D’autres misent sur la numérisation patrimoniale de documents rares et précieux, qui représente toutefois un coût important et nécessite des partenariats scientifiques. La BULAC (bibliothèque universitaire des langues et civilisations) participe de façon régulière à ce type de programmes de numérisation : c’est le cas de sa bibliothèque numérique aréale qui s’enrichit de façon régulière depuis son ouverture en 2011. Pour faciliter la mise en œuvre de ces programmes de numérisation, « nous avons mis au point (avec la bibliothèque de Sciences Po et la bibliothèque Sainte-Geneviève) une nouvelle plateforme : NumaHOP, qui comprend un logiciel libre partageable avec toutes les bibliothèques ou institutions publiques devant gérer des programmes de numérisation de documents ou d’archives », indique Clotilde Monteiro, responsable de la mission communication institutionnelle. Les BU de Perpignan, par le biais d’initiatives prises par leurs étudiants, numérisent également du contenu patrimonial précieux. Officiellement lancée en 2017, la bibliothèque numérique patrimoniale vise ainsi à faire connaître des réserves de fonds anciens patrimoniaux peu connus et difficilement accessibles. « Ces collections sont aujourd’hui en accès libre pour un large public et contiennent des archives littéraires catalanes, des collections liées à l’histoire de l’université, des manuscrits datant du XVIIIe siècle… », explique Audry Bettant.

Quels nouveaux modèles économiques ?

Autre enjeu largement discuté au sein des BU : la science ouverte, qui veut que les contenus produits sur les fonds publics par des chercheurs soient disponibles gratuitement. « Il s’agit pour l’État de ne pas payer deux fois : la recherche elle-même et l’accès aux résultats de la recherche. Il faut non seulement que nous ayons des dispositifs de conservation de la production scientifique sur place mais également que nous protégions nos données de la recherche. Si la France ne se positionne pas sur cette question, ce sont les acteurs privés de l’édition qui le font, en y donnant un accès payant », pointe Audry Bettant.
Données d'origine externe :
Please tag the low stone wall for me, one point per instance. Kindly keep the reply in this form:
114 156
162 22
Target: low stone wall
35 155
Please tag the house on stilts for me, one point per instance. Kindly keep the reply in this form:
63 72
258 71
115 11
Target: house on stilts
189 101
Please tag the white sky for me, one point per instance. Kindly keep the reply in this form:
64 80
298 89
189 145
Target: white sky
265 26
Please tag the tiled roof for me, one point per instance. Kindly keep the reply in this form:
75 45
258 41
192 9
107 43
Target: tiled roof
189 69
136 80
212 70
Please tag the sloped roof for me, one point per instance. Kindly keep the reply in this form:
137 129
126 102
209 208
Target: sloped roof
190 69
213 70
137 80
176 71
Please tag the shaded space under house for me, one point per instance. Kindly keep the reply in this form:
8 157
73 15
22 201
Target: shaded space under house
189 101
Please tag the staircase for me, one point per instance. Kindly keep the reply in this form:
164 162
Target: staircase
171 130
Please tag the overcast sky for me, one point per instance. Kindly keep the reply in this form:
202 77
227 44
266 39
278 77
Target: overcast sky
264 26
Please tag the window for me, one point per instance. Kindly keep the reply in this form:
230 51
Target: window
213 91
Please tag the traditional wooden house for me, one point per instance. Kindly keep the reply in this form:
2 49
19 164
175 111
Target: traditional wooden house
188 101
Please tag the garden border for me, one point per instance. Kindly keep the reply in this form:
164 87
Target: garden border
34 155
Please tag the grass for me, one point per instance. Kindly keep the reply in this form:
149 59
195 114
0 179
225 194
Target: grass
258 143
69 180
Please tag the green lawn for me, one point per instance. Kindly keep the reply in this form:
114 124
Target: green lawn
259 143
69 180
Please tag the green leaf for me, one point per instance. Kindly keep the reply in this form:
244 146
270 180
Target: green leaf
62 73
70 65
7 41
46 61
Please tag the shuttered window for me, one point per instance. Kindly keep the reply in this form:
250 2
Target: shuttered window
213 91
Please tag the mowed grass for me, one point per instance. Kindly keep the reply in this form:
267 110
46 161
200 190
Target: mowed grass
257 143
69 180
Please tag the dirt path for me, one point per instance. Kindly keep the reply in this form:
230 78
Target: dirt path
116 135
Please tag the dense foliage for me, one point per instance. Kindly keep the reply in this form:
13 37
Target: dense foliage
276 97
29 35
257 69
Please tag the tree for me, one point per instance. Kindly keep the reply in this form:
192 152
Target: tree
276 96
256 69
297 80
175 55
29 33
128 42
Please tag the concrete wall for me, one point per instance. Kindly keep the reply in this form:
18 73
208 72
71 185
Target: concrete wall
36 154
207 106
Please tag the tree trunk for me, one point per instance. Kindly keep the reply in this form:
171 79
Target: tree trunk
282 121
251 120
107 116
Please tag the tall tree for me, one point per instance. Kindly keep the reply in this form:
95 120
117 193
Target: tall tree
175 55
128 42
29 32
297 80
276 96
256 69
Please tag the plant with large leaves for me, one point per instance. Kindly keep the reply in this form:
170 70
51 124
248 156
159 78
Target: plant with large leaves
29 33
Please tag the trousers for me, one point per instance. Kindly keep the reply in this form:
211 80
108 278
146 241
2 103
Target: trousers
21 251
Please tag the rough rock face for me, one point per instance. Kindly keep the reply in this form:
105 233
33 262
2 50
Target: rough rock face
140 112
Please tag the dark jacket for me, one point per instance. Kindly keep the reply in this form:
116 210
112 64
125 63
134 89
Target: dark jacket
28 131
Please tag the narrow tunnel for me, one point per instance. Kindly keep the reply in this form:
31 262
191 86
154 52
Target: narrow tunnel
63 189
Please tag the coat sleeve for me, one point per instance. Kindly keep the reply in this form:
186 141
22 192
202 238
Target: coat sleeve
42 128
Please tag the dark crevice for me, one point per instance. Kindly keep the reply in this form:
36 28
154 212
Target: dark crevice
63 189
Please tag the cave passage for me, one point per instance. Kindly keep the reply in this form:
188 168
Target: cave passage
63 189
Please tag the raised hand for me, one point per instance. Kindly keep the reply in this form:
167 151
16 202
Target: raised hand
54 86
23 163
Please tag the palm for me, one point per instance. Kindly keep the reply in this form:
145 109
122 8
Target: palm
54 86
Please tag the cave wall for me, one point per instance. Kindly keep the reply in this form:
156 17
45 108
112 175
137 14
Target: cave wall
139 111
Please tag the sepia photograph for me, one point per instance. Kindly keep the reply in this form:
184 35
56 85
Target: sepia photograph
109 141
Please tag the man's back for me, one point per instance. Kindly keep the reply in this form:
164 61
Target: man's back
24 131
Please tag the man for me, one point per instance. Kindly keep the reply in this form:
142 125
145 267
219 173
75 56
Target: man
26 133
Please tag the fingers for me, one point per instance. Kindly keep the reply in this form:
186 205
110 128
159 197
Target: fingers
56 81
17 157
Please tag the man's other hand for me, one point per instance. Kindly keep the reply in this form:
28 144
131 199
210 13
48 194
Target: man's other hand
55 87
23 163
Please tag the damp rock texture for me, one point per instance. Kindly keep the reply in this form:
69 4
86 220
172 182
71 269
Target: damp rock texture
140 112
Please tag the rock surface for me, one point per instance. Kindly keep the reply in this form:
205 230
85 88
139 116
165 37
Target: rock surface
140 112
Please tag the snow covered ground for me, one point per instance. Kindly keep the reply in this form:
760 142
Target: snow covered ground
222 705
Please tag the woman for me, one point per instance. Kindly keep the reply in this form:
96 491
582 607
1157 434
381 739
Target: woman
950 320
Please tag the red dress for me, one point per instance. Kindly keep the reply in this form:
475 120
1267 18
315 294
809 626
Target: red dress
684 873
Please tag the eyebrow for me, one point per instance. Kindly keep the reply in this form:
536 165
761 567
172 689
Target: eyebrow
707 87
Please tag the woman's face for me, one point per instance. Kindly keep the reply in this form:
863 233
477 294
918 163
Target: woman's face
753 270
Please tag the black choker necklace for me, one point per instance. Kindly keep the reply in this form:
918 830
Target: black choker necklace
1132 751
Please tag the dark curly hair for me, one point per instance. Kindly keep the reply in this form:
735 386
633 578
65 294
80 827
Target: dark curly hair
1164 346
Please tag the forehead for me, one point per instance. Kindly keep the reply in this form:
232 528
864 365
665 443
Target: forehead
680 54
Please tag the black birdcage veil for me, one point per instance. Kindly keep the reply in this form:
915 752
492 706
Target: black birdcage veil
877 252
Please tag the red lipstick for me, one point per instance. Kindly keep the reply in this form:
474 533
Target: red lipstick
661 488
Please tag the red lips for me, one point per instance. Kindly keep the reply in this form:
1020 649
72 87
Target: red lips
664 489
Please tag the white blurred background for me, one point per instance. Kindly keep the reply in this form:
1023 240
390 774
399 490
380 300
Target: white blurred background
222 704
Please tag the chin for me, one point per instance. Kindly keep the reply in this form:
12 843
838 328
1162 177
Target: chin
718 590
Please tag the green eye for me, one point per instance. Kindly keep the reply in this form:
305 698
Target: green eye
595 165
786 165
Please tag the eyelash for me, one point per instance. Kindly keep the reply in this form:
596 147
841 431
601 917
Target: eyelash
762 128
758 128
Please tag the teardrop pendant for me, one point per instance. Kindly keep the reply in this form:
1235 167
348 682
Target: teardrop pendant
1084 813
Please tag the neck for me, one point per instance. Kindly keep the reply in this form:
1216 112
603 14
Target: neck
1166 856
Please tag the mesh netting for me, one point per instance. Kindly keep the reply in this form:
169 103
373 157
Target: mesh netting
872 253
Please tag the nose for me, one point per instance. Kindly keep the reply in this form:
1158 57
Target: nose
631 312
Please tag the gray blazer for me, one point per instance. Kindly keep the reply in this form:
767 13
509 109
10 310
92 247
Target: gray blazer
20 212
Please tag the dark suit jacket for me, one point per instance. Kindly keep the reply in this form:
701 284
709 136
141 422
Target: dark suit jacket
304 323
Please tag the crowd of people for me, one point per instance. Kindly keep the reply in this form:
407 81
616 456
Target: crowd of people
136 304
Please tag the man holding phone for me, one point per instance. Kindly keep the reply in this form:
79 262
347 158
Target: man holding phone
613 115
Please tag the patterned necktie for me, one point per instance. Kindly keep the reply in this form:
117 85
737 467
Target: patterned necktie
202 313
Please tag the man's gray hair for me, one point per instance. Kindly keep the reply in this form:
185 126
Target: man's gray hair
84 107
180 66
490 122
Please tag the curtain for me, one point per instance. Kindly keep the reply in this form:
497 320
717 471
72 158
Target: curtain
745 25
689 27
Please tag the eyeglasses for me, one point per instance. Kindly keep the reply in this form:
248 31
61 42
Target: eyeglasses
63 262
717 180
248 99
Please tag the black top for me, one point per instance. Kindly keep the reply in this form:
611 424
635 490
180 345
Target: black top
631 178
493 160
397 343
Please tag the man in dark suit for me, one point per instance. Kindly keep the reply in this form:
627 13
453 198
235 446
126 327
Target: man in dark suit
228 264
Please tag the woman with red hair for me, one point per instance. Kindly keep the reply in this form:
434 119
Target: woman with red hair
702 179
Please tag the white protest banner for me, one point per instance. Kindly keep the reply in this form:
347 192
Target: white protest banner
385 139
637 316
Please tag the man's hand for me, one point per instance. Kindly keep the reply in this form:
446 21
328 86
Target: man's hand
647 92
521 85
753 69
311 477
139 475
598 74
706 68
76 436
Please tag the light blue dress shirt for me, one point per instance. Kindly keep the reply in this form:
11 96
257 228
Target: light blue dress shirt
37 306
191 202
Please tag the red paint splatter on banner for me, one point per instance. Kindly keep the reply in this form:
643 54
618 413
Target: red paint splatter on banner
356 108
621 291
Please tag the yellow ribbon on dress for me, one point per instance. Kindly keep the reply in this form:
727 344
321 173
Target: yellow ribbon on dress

Pour offrir des journaux, des archives, des ebooks dans toutes les langues extra-occidentales, la BULAC doit ainsi mener des négociations complexes et coûteuses auprès des éditeurs. C’est pourquoi elle soutient également « le développement de ressources en accès ouvert, à travers des modèles économiques novateurs qui permettent l’accès à des livres et des revues financées avec l’appui financier de différentes bibliothèques. En France, la plateforme OpenEdition est une très bonne illustration de ce mouvement », conclut Clotilde Monteiro.